Urban Offerings

Urban Offerings is an exhibit of photographs, by Image City founding partner Betsy Phillips, which centers on the rich visual delights offered in urban environments. Images range from the totally abstract, often found on walls, windows, and manmade objects such as dumpsters and cars, to the strong shadows created by the play of light on urban architecture, as well as people just being themselves, sometimes thought provoking, sometimes providing a bit of humor – or both. The exhibit offers images of New York City, Rochester, Syracuse, New Orleans, Portland, OR, and Puerto Vallarta, Mexico.

The series includes images that span ten years.  As Betsy wandered through the lively streets and viewed abstracts all around her, the cities themselves energized her. Her biggest challenge when designing her exhibit was the amount of time necessary to go through all her files and choose images that made sense together.  

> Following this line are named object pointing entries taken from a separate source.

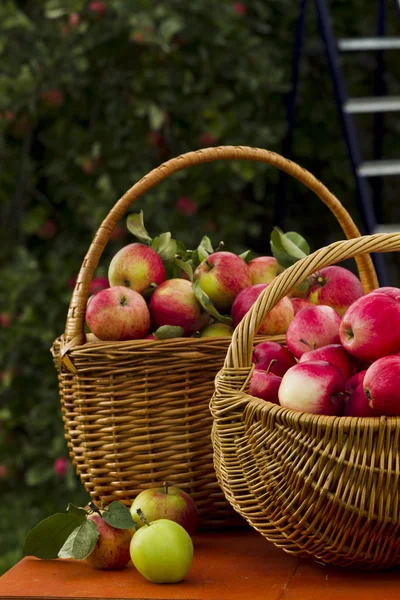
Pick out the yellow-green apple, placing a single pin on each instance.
(336, 287)
(370, 328)
(174, 303)
(335, 354)
(162, 551)
(217, 330)
(315, 387)
(263, 269)
(273, 357)
(275, 322)
(167, 502)
(382, 385)
(299, 303)
(136, 266)
(112, 550)
(311, 328)
(118, 313)
(222, 275)
(265, 385)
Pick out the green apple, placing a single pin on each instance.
(162, 551)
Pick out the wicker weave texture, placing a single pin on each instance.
(326, 487)
(136, 413)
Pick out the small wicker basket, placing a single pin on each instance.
(326, 487)
(137, 413)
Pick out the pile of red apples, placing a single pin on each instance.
(342, 351)
(345, 365)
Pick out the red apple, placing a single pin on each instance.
(336, 355)
(264, 269)
(265, 385)
(112, 550)
(266, 352)
(357, 405)
(311, 328)
(299, 304)
(382, 385)
(275, 322)
(315, 387)
(336, 287)
(167, 502)
(222, 276)
(370, 328)
(174, 303)
(136, 266)
(118, 313)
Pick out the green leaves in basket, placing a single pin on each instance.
(166, 332)
(72, 534)
(288, 247)
(208, 306)
(135, 225)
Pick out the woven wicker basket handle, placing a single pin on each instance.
(241, 347)
(74, 329)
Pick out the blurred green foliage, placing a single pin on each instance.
(93, 95)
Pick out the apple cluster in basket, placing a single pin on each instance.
(342, 350)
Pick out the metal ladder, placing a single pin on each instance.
(369, 191)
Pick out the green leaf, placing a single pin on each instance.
(286, 251)
(135, 225)
(118, 515)
(247, 255)
(185, 266)
(166, 332)
(46, 539)
(76, 511)
(208, 306)
(165, 246)
(81, 542)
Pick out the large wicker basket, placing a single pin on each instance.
(326, 487)
(137, 413)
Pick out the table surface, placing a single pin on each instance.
(226, 566)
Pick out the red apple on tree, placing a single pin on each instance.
(336, 355)
(370, 328)
(118, 313)
(311, 328)
(315, 387)
(382, 385)
(272, 356)
(167, 502)
(222, 276)
(174, 303)
(136, 266)
(275, 322)
(263, 269)
(336, 287)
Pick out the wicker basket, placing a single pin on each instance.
(326, 487)
(137, 412)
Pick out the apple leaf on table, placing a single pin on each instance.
(289, 247)
(135, 225)
(118, 515)
(208, 306)
(48, 536)
(81, 542)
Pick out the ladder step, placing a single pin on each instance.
(372, 43)
(371, 105)
(387, 228)
(379, 168)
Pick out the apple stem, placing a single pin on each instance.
(307, 344)
(141, 516)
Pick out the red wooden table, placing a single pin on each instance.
(226, 566)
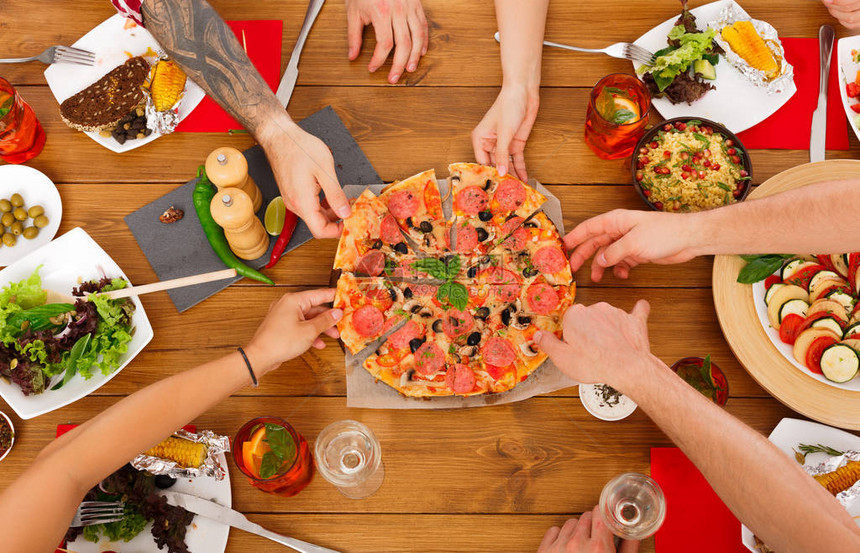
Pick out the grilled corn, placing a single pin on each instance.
(748, 44)
(168, 82)
(185, 453)
(840, 479)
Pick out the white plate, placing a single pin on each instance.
(736, 103)
(113, 45)
(64, 261)
(787, 350)
(791, 432)
(36, 189)
(204, 535)
(848, 73)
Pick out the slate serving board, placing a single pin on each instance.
(181, 249)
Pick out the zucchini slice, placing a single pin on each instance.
(839, 363)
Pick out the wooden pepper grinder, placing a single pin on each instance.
(228, 168)
(233, 210)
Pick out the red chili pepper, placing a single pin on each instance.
(290, 221)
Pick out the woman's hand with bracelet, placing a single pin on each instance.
(294, 324)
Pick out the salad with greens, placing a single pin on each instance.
(680, 70)
(44, 345)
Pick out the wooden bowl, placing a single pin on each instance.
(746, 336)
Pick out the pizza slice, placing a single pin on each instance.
(535, 248)
(371, 237)
(417, 207)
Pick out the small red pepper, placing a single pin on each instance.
(290, 221)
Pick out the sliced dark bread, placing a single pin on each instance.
(103, 103)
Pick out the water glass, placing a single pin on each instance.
(348, 455)
(633, 506)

Betsy’s series includes a total of 25 images.  In the foyer of the gallery visitors can see a colorful abstract. When viewers enter the gallery, they will see a unique image called Cops-This American Life- hanging in the back alcove.  The work consists of a series of vertical strips of images of police officers armed with assault weapons, set against a backdrop of provocative models with brightly colored lips. The juxtaposition of the two creates a strong contrast for the viewer. Movement is created by suspending the strips from fishing line. The main wall features large color abstract images, while the back wall contains black and white images surrounding a 29 x 39 image of MOMA, black and white, with a pop of red. The East Wall completes the show with a mix of red, white, and black urban images.

Cops-This American Life

After seeing this series, Betsy hopes that the viewers see the visual pleasures that exist in the ordinary.  


2 responses to “Urban Offerings”

  1. In an earlier post you discussed choosing individual photos to present at Image City. Betsy mentions that “Her biggest challenge when designing her exhibit was the amount of time necessary to go through all her files and choose images that made sense together.” What advice do you have about putting a show together for eight photos on a Panel or for a wall show as Betsy has?

    • Your question is timed perfectly! I am in the process of writing an article that focuses on that topic. The title is “Guidelines for Selecting Photographs for an Exhibit.”